Normally I would have reminded her that it was her husband’s murder we were dealing with. But I knew that wouldn’t work here. Asking her to betray the game meant taking that too away from her. Drem taking it away. I didn’t think she was ready to be that free. I said, “I could get a warrant and force you to show me those lists.”
She nodded.
“Scookie Hogan, Mason Moon, Ethan Simonov, Lyn Takai. Who among them were players?”

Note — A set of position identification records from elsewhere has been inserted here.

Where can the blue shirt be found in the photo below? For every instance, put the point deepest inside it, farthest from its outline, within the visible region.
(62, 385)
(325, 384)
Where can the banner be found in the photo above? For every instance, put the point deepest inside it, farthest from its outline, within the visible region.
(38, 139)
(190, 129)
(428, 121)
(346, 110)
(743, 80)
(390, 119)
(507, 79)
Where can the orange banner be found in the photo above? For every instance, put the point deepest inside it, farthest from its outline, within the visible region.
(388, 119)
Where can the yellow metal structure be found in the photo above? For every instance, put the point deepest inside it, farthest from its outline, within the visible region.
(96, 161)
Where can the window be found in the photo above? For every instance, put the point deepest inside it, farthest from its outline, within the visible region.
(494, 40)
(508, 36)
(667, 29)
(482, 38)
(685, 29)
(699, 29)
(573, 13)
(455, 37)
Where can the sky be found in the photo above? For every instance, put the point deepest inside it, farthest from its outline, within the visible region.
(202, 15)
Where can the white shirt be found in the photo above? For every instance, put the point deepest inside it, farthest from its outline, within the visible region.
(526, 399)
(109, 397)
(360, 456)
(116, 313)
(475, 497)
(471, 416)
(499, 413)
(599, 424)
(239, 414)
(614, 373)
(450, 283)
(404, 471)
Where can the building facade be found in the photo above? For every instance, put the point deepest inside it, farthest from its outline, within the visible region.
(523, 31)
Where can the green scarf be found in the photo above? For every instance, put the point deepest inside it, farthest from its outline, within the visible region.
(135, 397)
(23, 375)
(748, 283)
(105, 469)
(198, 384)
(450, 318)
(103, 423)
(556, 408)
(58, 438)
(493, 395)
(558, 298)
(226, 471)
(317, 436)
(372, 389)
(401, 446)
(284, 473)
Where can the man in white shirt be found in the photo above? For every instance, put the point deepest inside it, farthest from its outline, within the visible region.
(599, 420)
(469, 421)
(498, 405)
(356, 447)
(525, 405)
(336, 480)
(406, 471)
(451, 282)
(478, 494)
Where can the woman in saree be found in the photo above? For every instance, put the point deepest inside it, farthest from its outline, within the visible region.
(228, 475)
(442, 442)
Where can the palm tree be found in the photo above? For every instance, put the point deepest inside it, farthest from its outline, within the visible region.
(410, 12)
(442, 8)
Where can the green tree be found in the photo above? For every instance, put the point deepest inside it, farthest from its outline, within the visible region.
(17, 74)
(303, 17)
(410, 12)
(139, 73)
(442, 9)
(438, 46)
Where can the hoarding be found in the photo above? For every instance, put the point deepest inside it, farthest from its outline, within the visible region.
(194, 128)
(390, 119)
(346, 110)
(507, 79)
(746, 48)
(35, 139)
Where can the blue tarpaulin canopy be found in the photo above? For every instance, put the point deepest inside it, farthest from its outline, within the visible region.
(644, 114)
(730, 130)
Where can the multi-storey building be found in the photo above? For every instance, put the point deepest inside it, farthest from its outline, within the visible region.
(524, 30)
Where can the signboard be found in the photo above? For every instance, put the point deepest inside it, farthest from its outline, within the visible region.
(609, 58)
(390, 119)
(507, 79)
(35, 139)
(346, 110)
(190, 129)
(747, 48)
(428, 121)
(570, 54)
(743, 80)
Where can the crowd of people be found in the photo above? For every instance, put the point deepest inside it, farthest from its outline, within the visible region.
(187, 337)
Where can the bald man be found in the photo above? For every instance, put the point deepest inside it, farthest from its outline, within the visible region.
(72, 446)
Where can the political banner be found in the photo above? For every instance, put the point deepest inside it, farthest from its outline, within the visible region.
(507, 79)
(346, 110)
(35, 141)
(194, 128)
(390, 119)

She sat tapping her teeth, deciding. “You won’t ask me any more names, just these?”
“Deal.”
“Okay, among them, just Scookie.”
“She got a lot of points for Phil’s death. Was he her bonus choice?”
“Yeah. But to be fair to her, Phil was another person’s bonus choice. It was a real shock to find how well known a minor bureaucrat could be.”
“A tax agent,” I reminded her.
“I was wrong about not having cried for years. I cried the day those forms came in.” She walked stiffly around the chair and leaned over the back. “Phil was a wonderful guy once. He wanted to go everywhere, see new things, let them stretch his mind. Instead, my illness chained him here to a job he loathed and shrank him down to a despot.” Tears rolled from her eyes, but she seemed not to notice them.
Was it worse, I wondered, to have the man you loved die or to find he’d changed so much that only memory reminds you you once loved him? I pulled my jacket tighter around my shoulders. “I have to ask you this. Are you sure he never got involved with other women?”
She shrugged. “As much as I can be.”
“Did he have no other outlet? Nothing to look forward to? No long bike trips, for instance?”
“No. Racers don’t ride for scenery. Phil rode to win. It was like everything else he did, a contest. His reward was when he got a restaurant to go all nonsmoking, or a company to install windows that opened.”
I nodded. Nothing in Drem’s flat suggested otherwise. “But still, your immune system could regenerate. You might get better.”
“Maybe. We both gave up thinking about that a couple of years ago. Phil even started looking around for a place we could live that would be free of irritants.”